To be honest, I did not like this book when I first started reading it. It could be due to many reasons. Maybe because I just finished reading “Me Before You” and I was too hung up on it. Or I wasn’t too prepared to read about a story that seems a little gloomy and creepy. I didn’t know what exactly was going to happen. It started to seem that there is going to be some spiritual beings , in the story but turns out that it wasn’t like that. It’s pretty much a non-fiction realistic novel.

There are a lot of characters and each chapter narrates their story. That’s why first I got a little confused at what was really happening but later it got really interesting when everyone’s life events got inter linked. And soon I got drowned into this page turner.

Quoted from books.google.com.np

“When a single mom and a teen girl are found murdered at the bottom of a river in a small town weeks apart, an ensuing investigation dredges up a complicated local history.

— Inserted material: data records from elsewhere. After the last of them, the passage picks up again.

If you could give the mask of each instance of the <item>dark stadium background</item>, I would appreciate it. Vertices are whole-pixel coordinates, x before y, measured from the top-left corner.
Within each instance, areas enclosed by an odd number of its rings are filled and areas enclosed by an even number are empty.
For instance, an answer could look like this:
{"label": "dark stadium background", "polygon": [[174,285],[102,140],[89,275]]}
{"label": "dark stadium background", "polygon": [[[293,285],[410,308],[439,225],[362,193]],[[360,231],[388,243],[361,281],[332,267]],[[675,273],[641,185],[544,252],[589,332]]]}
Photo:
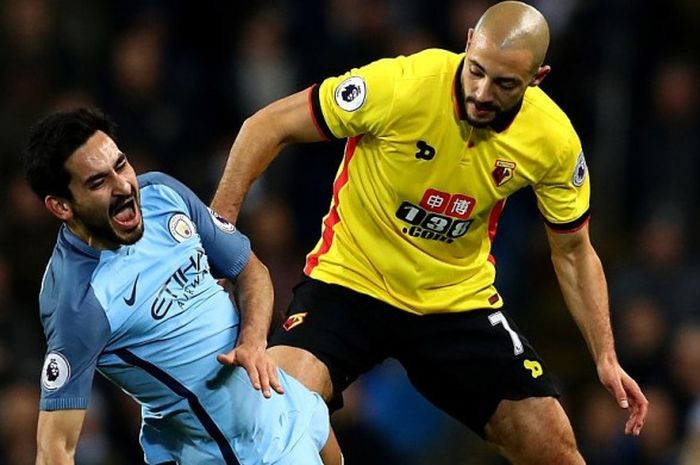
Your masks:
{"label": "dark stadium background", "polygon": [[[97,105],[118,122],[137,170],[167,171],[209,200],[257,108],[380,57],[459,51],[491,3],[0,1],[0,465],[34,463],[45,348],[37,293],[58,227],[21,173],[32,122]],[[652,403],[640,438],[621,434],[625,415],[597,383],[529,191],[502,218],[499,288],[556,372],[590,465],[700,464],[700,3],[531,3],[552,29],[543,88],[578,129],[592,174],[592,237],[619,355]],[[319,234],[341,149],[287,149],[248,196],[239,227],[272,271],[278,321]],[[348,465],[504,463],[422,401],[392,362],[345,401],[333,421]],[[141,463],[137,440],[138,408],[98,379],[76,463]]]}

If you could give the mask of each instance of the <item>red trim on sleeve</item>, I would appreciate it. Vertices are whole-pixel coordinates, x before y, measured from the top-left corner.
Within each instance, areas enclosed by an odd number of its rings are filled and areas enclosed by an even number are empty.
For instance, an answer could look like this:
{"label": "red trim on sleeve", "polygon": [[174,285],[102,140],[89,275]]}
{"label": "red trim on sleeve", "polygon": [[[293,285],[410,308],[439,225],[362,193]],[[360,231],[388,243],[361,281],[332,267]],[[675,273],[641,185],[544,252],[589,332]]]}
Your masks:
{"label": "red trim on sleeve", "polygon": [[318,265],[318,261],[322,255],[328,252],[333,244],[333,237],[335,236],[335,225],[340,222],[340,215],[338,215],[338,205],[340,205],[339,193],[340,189],[347,184],[349,179],[348,166],[350,165],[350,160],[355,155],[355,149],[357,144],[362,139],[362,136],[351,137],[348,139],[348,143],[345,146],[345,155],[343,156],[343,169],[333,183],[333,204],[331,209],[323,220],[323,231],[321,232],[322,244],[318,251],[314,254],[309,255],[306,258],[306,266],[304,267],[304,274],[311,275],[311,272]]}

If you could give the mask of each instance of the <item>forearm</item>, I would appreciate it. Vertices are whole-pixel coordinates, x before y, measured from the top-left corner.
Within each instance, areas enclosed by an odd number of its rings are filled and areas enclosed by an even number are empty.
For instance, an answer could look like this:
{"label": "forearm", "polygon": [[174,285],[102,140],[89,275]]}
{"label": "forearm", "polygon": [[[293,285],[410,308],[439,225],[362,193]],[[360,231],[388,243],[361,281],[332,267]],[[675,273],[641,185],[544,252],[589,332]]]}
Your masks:
{"label": "forearm", "polygon": [[40,411],[36,465],[73,465],[85,410]]}
{"label": "forearm", "polygon": [[285,145],[316,142],[323,136],[309,111],[309,90],[277,100],[248,118],[229,153],[211,206],[235,222],[253,181]]}
{"label": "forearm", "polygon": [[75,453],[69,452],[58,445],[42,445],[37,447],[36,465],[74,465]]}
{"label": "forearm", "polygon": [[610,327],[608,286],[603,266],[588,236],[588,225],[563,234],[547,229],[547,238],[564,300],[588,344],[598,378],[620,407],[630,408],[625,432],[638,435],[649,402],[639,385],[618,363]]}
{"label": "forearm", "polygon": [[241,307],[241,334],[238,345],[267,345],[272,319],[274,290],[267,267],[251,255],[236,281],[236,297]]}
{"label": "forearm", "polygon": [[603,266],[590,244],[568,252],[554,251],[552,263],[571,315],[593,360],[615,360],[608,289]]}
{"label": "forearm", "polygon": [[269,121],[264,111],[248,118],[241,126],[226,160],[211,207],[232,223],[238,218],[250,185],[283,147],[279,140],[270,137],[272,128]]}

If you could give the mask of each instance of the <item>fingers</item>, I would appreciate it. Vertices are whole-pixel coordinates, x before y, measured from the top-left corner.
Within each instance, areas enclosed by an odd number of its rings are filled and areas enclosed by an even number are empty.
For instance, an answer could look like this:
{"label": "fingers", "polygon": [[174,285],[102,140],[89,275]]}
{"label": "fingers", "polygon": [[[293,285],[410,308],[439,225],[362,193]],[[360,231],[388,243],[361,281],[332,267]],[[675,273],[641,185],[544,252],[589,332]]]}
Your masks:
{"label": "fingers", "polygon": [[[245,363],[241,364],[243,368],[245,368],[245,371],[248,373],[248,377],[250,378],[250,382],[253,384],[253,387],[259,391],[261,388],[261,382],[260,382],[260,374],[258,373],[258,367],[255,366],[254,363]],[[265,390],[263,390],[263,395],[265,397],[270,397],[270,388],[268,386],[267,393]]]}
{"label": "fingers", "polygon": [[644,425],[648,402],[637,383],[618,366],[599,369],[600,379],[605,387],[615,396],[620,408],[628,410],[625,422],[625,434],[638,436]]}
{"label": "fingers", "polygon": [[[260,366],[256,366],[255,368],[259,376],[260,389],[262,389],[263,395],[268,399],[272,397],[270,388],[274,389],[278,394],[284,394],[284,388],[277,376],[277,366],[272,362],[272,359],[264,355],[259,363]],[[256,389],[258,388],[256,387]]]}
{"label": "fingers", "polygon": [[236,351],[232,350],[228,354],[219,354],[216,356],[216,361],[222,365],[235,365]]}
{"label": "fingers", "polygon": [[624,383],[632,405],[630,416],[625,423],[625,434],[639,436],[649,412],[649,401],[632,378],[625,379]]}
{"label": "fingers", "polygon": [[277,376],[277,367],[274,363],[270,367],[270,387],[275,390],[277,394],[284,394],[284,388],[282,383],[280,383],[279,377]]}
{"label": "fingers", "polygon": [[254,353],[239,347],[227,354],[217,355],[216,360],[222,365],[239,365],[243,367],[248,373],[253,387],[258,391],[262,391],[263,396],[266,398],[272,397],[271,389],[278,394],[284,394],[284,388],[277,373],[277,365],[264,351]]}
{"label": "fingers", "polygon": [[619,405],[620,408],[629,408],[630,404],[629,400],[627,399],[627,392],[625,392],[625,388],[622,386],[622,380],[619,377],[614,378],[607,383],[607,388],[610,390],[610,392],[612,392],[612,395],[615,396],[617,405]]}

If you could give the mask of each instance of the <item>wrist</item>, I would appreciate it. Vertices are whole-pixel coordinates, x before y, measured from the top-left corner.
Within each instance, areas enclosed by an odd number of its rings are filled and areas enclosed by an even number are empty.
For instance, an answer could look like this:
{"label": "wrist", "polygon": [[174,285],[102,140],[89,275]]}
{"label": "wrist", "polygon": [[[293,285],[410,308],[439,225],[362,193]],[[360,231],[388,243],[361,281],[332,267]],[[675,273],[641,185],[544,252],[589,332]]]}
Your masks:
{"label": "wrist", "polygon": [[596,366],[598,367],[617,365],[619,363],[617,361],[617,354],[615,353],[615,349],[607,349],[600,351],[594,356],[594,361]]}
{"label": "wrist", "polygon": [[236,345],[257,346],[265,350],[267,348],[267,336],[260,332],[242,331]]}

After the murders a lonely fifteen-year-old girl, parentless and friendless, finds herself in the care of her mother’s sister, a fearful stranger who has been dragged back to the place she deliberately ran from, a place to which she vowed she’d never return.”

 

Just when you thought the mystery has been solved and the bad guy had been arrested, it is actually the last line in the story that reveals the real culprit.

I like how the author created this story. How she links the personality and behavioral changes of people because of the events that happened to them in the past. Especially in their childhood. How some memories can become so twisted in a way that sometimes the reality and imagination can be mixed up. I read something about counterfactual thinking . It’s really fascinating. It’s because of these things that the real culprit committed the crime he did. It wasn’t intentional. In simple words people can become really messed up because of what happens to them.

I like how Jules and Lena ended up getting along in the end. I like how the author highlighted a character’s thoughts about rape and how she described the victim’s thoughts and opinions about it. It was so annoying when the rapist was so convinced that it wasn’t his fault that she got raped.

Anyway it was a gripping adventure and something that I would like to reread again. Usually I don’t read a novel more than once but this one I ended reading once I finished. I wish the movie is out. I want to read “The Girl On The Train” by the same author before watching the movie. I’m sure it’s as amazing as this one.

Do you want to visit Beckford and check out this Drowning Pool?